Specific factors related to adolescent development and vulnerabilities impact engagement of adolescents in TB prevention and treatment. Although recommended as a target group for TPT by WHO (28), adolescents are often not prioritized for TPT provision, and data on TPT uptake and completion for adolescents are seldom reported. Lower adherence to TPT has been associated with stigma, costs or challenges associated with clinic visits, and presence of risk behaviours (210, 211).
Challenges related to diagnosis or treatment for adolescents with TB are highlighted in a limited number of studies, including:
- delayed or missed diagnosis of TB in adolescents (212, 213);
- increased risk for poor adherence to TB treatment, including loss to follow-up (214–219).

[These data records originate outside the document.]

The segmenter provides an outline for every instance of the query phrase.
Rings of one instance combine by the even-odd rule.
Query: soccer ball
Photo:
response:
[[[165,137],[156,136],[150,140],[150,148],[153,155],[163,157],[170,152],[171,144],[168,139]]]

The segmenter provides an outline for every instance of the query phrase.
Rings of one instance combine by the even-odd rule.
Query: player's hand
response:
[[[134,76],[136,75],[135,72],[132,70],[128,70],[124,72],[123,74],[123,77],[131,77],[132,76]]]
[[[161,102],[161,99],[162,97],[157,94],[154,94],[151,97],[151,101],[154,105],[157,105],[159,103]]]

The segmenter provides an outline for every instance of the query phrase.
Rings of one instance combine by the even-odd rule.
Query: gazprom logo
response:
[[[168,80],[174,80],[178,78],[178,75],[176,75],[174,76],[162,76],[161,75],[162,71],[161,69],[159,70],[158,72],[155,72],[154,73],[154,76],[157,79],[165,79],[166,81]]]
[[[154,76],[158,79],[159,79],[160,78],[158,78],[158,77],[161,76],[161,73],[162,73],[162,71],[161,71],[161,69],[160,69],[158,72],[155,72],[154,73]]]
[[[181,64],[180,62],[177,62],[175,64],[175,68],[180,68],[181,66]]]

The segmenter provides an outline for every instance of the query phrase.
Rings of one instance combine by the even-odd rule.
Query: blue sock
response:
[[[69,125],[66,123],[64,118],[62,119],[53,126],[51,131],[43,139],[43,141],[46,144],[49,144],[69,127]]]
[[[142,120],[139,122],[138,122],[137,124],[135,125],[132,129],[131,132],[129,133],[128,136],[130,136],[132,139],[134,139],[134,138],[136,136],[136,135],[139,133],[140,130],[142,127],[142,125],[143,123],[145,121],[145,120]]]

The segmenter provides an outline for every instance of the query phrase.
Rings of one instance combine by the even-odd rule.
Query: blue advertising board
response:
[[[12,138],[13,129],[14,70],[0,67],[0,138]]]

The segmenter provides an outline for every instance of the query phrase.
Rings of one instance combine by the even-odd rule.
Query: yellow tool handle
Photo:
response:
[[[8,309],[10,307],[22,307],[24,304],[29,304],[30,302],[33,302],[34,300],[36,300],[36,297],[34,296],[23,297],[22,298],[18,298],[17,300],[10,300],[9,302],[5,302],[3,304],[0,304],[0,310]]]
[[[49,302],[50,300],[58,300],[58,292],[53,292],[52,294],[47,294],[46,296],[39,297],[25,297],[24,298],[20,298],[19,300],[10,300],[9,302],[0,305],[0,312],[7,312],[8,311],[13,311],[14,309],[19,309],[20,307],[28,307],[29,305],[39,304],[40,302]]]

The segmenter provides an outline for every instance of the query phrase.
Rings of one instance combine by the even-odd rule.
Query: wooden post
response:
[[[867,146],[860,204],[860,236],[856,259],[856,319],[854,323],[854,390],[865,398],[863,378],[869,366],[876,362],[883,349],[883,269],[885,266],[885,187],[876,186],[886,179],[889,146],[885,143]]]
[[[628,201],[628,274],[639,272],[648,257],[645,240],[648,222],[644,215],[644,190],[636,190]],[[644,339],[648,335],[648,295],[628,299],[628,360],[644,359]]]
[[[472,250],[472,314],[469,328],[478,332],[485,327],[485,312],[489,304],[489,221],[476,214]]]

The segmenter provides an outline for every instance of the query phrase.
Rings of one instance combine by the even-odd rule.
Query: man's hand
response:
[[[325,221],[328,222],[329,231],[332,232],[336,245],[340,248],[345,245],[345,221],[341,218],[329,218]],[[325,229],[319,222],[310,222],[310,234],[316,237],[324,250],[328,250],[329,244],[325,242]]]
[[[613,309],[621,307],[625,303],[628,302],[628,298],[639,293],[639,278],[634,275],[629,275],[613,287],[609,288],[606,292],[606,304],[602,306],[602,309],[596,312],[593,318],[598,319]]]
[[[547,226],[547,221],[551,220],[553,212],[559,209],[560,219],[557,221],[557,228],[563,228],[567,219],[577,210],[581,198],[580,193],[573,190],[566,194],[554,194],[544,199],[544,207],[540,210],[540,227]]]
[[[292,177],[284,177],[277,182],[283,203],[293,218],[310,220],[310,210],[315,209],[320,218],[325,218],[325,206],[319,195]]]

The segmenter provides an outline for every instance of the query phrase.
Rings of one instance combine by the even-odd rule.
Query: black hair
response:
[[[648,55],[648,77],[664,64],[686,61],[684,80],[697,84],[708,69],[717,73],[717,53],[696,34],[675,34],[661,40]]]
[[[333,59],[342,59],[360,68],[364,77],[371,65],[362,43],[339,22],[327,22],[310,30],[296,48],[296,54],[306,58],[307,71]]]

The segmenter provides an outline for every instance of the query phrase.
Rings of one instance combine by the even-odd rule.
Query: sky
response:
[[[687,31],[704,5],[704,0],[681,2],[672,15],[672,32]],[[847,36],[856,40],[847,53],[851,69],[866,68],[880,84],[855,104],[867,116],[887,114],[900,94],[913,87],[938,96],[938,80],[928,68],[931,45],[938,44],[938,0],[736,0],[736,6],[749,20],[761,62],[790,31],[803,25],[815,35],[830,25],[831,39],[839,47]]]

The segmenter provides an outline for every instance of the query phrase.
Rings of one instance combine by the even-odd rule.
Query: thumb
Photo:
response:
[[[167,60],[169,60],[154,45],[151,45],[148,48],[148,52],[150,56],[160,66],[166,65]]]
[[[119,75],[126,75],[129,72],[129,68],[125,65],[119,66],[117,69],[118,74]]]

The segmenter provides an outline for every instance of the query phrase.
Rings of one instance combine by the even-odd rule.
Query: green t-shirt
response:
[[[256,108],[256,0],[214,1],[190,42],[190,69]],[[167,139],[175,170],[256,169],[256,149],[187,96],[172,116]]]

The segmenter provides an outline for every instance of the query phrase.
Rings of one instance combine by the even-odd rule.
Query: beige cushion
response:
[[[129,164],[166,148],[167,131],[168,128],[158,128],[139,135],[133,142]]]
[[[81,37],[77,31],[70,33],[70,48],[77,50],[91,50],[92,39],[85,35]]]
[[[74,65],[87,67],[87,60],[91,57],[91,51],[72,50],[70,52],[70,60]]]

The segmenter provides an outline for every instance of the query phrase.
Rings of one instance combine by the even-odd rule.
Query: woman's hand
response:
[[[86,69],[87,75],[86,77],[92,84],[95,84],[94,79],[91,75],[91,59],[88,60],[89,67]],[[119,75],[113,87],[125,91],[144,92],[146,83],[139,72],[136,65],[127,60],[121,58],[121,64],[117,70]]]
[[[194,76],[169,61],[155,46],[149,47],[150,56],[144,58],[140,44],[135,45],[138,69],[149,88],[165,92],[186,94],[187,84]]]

Many factors that affect adolescent engagement with TB treatment have been described, including family challenges, poverty, stigma, attending work or school, and migration. Treatment fatigue and adverse effects have a negative impact on treatment adherence, particularly among adolescents with MDR/RR-TB or with TB/HIV coinfection. Adolescents often disengage from TB treatment during the continuation phase of treatment when their symptoms improve and treatment frequency decreases. Facility-based directly observed therapy is often inaccessible or unacceptable for adolescents, due to anticipated stigma, concerns about confidentiality, travel costs, and need to attend school or work. Supportive relationships with family members, caregivers and health care providers promote treatment adherence (220).